Partnered at the Hope Bay Gold project in Nunavut since late 1999, Miramar Mining (MAE-T) and Hope Bay Gold have begun talks aimed at combining the two companies via a share-swap deal.
The two propose a combination based on a share exchange ratio of 0.263 of a Miramar share for one Hope Bay Gold share. The proposal also suggests that the board of directors of the newly combined company would comprise five nominees from Miramar and four from Hope Bay Gold.
Miramar’s chairman, Tony Petrina would continue as non-executive chairman. Hope bay’s CEO David Fennell would be appointed as Vice Chairman, and Miramar’s management team would continue as currently structured.
Canaccord Capital will provide fairness opinion of the deal to Miramar; Griffiths, McBurney & Partners will do the same for Hope Bay.
The two companies bought the Hope Bay project from Australian-based BHP in late 1999 for US$18.5 million. BHP had spent about $85 million on the project between 1991 and 1996, outlining a resource of 4.3 million ounces in three separate deposits: Boston, Doris and Madrid. The decision to sell the project came after BHP deemed gold a non-core asset and pulled out of the gold business worldwide.

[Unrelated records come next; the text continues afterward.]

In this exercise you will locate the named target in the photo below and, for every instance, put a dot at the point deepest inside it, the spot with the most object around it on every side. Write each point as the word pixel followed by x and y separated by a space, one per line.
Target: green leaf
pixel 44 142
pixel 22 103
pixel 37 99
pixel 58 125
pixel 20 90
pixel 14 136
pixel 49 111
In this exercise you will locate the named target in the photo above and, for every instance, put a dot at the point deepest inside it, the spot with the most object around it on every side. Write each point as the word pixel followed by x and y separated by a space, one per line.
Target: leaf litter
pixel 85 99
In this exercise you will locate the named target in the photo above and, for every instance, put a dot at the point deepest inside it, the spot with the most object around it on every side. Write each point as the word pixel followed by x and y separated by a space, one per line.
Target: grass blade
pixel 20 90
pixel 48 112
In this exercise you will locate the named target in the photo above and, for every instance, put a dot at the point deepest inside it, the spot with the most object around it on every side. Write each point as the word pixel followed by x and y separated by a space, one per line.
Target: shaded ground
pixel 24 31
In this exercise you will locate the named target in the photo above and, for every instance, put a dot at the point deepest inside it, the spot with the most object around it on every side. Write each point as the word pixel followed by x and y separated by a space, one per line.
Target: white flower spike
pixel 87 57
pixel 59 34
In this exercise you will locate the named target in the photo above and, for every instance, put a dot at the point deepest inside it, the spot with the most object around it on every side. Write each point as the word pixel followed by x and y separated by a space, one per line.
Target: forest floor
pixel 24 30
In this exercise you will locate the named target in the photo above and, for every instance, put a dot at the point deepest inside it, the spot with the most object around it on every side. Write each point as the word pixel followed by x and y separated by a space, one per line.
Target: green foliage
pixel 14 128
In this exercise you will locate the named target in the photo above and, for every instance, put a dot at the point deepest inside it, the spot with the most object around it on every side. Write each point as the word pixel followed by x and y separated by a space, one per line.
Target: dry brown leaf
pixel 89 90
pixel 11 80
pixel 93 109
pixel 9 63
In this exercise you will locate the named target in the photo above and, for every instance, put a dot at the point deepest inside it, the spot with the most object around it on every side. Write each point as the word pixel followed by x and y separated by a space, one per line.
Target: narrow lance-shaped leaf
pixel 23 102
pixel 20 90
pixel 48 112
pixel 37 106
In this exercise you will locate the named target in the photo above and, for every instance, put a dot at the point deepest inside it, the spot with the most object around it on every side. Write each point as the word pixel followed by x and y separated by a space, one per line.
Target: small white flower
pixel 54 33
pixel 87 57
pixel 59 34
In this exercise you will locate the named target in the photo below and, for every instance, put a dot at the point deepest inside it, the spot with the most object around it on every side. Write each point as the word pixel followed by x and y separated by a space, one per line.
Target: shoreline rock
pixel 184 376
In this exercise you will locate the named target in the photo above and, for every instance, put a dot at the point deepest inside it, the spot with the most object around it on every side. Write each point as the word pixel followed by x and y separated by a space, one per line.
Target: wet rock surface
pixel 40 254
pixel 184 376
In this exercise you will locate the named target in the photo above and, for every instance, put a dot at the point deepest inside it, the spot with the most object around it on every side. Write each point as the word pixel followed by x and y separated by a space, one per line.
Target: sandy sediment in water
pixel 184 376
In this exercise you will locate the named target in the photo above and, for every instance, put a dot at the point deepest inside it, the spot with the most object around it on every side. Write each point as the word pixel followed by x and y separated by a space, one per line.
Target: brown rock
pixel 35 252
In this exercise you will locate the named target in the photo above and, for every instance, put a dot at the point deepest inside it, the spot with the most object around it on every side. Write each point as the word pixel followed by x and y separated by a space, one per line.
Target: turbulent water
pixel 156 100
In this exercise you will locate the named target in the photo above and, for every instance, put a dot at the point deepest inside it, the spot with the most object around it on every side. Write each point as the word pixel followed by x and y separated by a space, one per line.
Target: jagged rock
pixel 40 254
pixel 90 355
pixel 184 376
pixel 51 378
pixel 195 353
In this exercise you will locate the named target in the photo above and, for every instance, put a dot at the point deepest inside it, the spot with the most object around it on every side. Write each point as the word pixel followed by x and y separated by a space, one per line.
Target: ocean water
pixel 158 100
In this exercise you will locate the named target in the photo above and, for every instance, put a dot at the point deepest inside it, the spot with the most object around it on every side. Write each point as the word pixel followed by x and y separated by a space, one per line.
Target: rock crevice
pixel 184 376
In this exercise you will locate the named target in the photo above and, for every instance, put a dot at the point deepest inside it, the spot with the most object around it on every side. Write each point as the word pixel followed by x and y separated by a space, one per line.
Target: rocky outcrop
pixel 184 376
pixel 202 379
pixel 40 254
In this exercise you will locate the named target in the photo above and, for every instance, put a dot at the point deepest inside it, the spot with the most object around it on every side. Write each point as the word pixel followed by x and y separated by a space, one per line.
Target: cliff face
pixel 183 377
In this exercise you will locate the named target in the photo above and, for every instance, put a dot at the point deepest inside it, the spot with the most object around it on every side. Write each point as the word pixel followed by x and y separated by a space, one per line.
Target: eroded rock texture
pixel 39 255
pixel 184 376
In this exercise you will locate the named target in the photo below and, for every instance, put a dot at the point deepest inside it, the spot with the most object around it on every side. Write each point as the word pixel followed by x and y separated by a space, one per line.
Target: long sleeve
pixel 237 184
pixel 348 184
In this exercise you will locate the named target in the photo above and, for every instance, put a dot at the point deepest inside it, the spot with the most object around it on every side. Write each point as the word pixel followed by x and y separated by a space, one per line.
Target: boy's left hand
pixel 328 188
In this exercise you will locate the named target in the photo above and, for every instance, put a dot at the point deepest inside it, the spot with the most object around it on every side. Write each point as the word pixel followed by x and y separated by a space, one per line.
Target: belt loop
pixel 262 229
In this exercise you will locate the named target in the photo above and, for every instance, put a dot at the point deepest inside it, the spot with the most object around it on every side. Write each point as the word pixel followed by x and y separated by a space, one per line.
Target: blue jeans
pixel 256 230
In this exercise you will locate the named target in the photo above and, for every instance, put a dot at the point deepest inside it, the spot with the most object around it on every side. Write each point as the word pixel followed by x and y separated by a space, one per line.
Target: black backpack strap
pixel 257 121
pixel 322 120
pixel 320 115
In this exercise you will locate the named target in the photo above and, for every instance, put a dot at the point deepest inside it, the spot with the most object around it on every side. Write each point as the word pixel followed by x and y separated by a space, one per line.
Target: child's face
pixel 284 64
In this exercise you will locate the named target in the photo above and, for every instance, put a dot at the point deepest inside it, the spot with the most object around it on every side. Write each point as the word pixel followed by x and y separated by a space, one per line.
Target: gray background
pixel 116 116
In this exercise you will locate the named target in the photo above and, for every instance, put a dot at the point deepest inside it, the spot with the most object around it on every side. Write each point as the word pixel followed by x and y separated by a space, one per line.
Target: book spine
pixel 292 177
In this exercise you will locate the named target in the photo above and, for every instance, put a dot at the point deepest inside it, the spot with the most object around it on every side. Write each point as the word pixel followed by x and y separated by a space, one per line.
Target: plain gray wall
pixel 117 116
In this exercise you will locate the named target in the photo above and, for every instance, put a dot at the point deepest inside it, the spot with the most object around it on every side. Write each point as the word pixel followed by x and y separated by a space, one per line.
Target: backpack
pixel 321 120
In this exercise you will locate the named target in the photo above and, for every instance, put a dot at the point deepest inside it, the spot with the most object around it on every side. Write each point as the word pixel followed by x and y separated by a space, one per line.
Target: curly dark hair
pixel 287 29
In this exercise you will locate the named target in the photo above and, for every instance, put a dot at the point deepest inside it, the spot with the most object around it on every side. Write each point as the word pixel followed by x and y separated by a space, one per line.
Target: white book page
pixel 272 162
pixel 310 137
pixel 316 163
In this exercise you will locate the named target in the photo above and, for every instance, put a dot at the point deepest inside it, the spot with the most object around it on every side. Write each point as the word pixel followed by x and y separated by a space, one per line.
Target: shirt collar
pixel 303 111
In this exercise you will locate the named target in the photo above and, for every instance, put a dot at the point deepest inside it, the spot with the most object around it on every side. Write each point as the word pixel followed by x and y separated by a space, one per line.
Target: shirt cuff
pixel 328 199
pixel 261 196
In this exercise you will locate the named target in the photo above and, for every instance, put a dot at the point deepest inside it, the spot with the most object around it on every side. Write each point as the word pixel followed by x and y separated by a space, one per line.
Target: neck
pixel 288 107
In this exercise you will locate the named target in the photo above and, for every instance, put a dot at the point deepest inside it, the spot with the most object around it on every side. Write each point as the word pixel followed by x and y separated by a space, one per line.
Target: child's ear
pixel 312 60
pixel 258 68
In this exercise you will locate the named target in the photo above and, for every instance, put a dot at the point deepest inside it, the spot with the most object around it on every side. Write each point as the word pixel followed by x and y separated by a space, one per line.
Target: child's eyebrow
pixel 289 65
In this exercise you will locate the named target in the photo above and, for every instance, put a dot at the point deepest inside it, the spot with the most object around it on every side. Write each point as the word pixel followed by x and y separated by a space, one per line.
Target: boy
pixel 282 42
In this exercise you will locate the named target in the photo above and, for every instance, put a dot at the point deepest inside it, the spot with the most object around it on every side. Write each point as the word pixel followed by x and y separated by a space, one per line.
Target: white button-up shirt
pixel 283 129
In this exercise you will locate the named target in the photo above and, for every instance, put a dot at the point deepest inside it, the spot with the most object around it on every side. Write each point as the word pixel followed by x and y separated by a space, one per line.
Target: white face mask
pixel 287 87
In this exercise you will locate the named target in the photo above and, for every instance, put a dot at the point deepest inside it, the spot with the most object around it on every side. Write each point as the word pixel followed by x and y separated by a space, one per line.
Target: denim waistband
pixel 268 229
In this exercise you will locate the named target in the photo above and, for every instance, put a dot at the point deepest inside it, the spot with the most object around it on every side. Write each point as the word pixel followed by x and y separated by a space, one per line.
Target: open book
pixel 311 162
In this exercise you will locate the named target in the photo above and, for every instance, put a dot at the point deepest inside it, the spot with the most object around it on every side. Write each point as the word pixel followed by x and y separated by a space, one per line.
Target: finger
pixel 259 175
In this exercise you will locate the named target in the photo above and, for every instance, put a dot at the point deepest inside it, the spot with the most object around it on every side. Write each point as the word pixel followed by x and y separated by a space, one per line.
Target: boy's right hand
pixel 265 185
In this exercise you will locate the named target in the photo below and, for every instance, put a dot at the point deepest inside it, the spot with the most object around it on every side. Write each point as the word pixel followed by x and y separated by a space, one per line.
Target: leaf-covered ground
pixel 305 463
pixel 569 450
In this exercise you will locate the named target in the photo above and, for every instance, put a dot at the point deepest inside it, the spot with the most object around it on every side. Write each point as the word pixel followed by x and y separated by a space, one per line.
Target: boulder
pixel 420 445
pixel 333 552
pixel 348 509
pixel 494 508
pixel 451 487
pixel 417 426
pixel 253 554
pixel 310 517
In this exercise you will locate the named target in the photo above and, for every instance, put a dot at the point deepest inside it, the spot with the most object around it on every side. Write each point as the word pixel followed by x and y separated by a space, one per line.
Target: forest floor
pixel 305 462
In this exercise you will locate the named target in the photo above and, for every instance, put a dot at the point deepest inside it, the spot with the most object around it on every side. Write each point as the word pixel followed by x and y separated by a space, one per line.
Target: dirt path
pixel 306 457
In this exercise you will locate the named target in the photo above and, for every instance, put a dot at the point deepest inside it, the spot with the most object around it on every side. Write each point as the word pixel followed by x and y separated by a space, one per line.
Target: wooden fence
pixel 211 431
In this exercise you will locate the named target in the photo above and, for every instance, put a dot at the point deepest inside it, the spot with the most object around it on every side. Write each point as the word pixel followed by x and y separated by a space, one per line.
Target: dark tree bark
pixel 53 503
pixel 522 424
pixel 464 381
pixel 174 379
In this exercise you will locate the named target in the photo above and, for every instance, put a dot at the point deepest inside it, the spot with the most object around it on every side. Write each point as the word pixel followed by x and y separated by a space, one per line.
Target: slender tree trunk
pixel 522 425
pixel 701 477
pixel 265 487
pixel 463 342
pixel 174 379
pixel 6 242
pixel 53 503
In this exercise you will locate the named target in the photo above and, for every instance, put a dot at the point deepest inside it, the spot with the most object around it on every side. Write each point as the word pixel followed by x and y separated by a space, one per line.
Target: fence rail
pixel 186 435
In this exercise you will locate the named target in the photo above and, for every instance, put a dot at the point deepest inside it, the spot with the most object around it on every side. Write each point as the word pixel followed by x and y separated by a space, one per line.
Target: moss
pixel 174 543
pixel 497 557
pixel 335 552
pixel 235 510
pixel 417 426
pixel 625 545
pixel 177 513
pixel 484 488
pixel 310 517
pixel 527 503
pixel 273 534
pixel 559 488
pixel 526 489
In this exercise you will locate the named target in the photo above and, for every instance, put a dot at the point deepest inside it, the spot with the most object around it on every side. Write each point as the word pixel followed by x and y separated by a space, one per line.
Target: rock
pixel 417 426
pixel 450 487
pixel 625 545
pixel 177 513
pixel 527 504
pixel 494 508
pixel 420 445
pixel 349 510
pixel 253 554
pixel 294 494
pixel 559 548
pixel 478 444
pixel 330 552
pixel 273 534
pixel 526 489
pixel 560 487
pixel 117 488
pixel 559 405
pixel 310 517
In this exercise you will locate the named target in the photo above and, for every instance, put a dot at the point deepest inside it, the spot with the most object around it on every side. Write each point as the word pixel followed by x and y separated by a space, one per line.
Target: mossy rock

In mid-January, with results from drilling in 2001 in hand, Miramar and Hope Bay updated the resource estimate at the Hope Bay project. The new resource figure for the project’s three deposits — Boston, Doris, and Madrid — is 10 million tonnes grading 13.3 grams gold per tonne. (T.N.M. Jan. 21-27/02)
The partners have also announced positive results of a scoping study that outlines a proposed initial development plan for the high grade Doris Hinge Zone at the Hope Bay project.
The study contemplates a stand-alone, 600-tonne-per day operation running on the Hinge zone for about 2 years to produce 271,724 oz. of gold in all. Capital costs are estimated at $26.7 million.
Initially, mining would take place via a small open pit followed by ramp access and underground mining of the majority of the zone’s resources plus material from four blocks from the Central and Lakeshore veins on the limbs of the Hinge zone. Another 9,000 tonnes of higher-grade stockpile material from the Boston deposit would be hauled to the mill for processing. The recovery rate is estimated at 97%.
Underground mining would be contractor-operated, room-and-pillar mining. The plan is to crush ore in a crusher adjacent to the portal; the material would then move on to a modular mill pre-constructed off site. Gold dor would be produced onsite following conventional crushing and grinding with an integrated gravity gold recovery circuit followed by flotation and cyanidation.
The near surface Hinge zone sports an indicated resource of 215,000 tonnes at 29 grams gold per tonne and additional inferred resources of 79,000 tonnes grading 37 grams.
At an assumed gold price of US$260 per oz., the study pegs the small-scale project’s net present value, at a 5% discount rate, at $29.8 million. Net pre-tax cash flow would be $36.4 million and the pre-tax rate of return about 69%. The payback period would be 15 months.
When a gold price of US$300 per oz. is used, the project’s net present value climbs to $44,6 million; the cash flow before taxes increases to $53.2 million; and payback takes just 12 months. In all, the project would provide a 101.9% return on investment.
Of the tonnage of material considered by the study, about 75% is indicated, the remainder is in the inferred category. The study also takes into account an assumed 1.8% royalty, the minimum payable to the NTI, an Inuit corporation.
Waste rock from the operation would be used to build an access road to a barge off-loading area 3.7 km to the north, an airstrip, and for tailings dam construction. Tailings would be deposited sub-aqueously in a small lake to the east of the Hinge zone.
The operation would employ about 96 people on a fly-in-fly-out basis.
Looking ahead, the partners say that there are possible extensions to the Hinge zone to the north. Development and mining of resources in the Doris’ Connector and Central areas could further add to the mine life. The companies are looking at sinking an exploration decline from the Hinge zone portal south to Doris Central to allow detailed underground drilling.
Planning is under way for the 2002 work program, with an eye toward the completion of a feasibility study of the Hinge zone.
Walsh said in a prepared statement, “The development of a relatively small scale operation at Hope Bay could allow expedited production at a capital cost potentially within reach of the joint venture’s financial resources and could generate significant cash flow at current gold prices to continue the exploration and development of the Hope Bay belt.”
News of the talks sent Miramar’s shares down a dime or more than 7% to $1.35 in late-morning traded on the Toronto Stock Exchange. Hope Bay’s shares were off 4 or more than 10% at 35.